You can expand the source set, diversify the output formats, layer in recommendations – the "extensive" path. But is that the best direction?
This mirrors a broader product development question. Think of two modes of growth – "extensive" and "intensive." Extensive development adds more of the same: more sources, more report types, more dashboards. Intensive development makes sequential additions that move the user measurably closer to their actual desired outcome.
Take an AI tool for sourcing acquisition targets for a private buyer. The extensive path adds more industries, regions, and filters. But the user's real goal is to earn money from the companies they buy. The intensive path looks different: add company valuation, then outreach and price negotiation, then deal documentation, then investor and lender connections, then post-acquisition management, then portfolio oversight. More filters can wait. Only intensive improvements genuinely compound the product's value – and those are what create lock-in with users who want the end result, not more intermediate steps.
Bond is notable because it actually has a declared end goal: eliminate middle management layers while enabling companies to execute 1,000 times faster.
Fora, by contrast, lost the thread – drifting from a focused executive tool into a general-purpose manager dashboard. Its founders got stuck iterating on the same functionality instead of committing to a destination and building toward it.
That makes Bond's next move fascinating. Will they ship something that genuinely moves executives closer to that "fewer managers, faster output" vision? Or will they start running circles around the same briefing functionality?

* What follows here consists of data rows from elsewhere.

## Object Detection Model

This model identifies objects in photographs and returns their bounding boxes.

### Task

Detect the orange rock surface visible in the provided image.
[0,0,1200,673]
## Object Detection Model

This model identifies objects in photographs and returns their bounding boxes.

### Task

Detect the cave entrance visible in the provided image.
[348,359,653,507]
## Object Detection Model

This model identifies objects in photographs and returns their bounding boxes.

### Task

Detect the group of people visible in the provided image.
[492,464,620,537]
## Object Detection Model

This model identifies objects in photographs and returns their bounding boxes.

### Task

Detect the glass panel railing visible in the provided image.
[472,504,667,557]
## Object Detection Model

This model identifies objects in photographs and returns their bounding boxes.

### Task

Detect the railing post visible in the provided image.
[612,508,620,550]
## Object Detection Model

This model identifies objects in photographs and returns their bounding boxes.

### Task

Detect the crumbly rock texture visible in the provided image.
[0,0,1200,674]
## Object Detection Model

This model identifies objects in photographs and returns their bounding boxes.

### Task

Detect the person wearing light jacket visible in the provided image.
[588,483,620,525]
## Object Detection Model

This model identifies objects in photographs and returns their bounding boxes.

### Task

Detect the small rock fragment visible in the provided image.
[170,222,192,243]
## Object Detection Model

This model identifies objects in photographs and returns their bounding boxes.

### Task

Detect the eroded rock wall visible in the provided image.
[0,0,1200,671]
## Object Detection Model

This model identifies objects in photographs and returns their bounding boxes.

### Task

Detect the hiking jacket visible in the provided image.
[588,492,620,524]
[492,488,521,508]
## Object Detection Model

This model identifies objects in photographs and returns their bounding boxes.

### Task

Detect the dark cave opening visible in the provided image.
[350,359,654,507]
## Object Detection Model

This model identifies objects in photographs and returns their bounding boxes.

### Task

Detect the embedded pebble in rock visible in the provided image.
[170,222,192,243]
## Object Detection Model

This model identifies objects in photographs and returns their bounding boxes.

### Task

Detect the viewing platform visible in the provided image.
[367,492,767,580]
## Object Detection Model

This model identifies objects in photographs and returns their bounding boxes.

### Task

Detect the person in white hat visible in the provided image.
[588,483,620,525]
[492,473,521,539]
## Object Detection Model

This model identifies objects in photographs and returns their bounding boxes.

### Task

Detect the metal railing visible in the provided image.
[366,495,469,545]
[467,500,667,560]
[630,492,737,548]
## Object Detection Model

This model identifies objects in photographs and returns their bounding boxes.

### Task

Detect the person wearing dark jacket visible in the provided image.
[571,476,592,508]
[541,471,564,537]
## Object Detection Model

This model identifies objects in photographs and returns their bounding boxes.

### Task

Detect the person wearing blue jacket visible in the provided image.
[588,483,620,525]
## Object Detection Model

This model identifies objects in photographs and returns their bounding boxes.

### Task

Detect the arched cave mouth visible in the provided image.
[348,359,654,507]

The concrete opportunity: don't wait to see what Bond does. Take their stated goal – reducing middle management – and build the next step yourself.
The broader principle: look at any product in any category and ask what the real end result looks like. Then stop adding features around the existing core and start plotting a roadmap toward that outcome.
The concrete opportunity in front of Bond's competitors is clear: pick up the "intensive" roadmap they've laid out and start building the next step – whether that's autonomous resource reallocation, AI-driven headcount forecasting, or a layer that connects executive intent directly to engineering output. The intensive path wins. Whichever team commits to it first will be hardest to displace.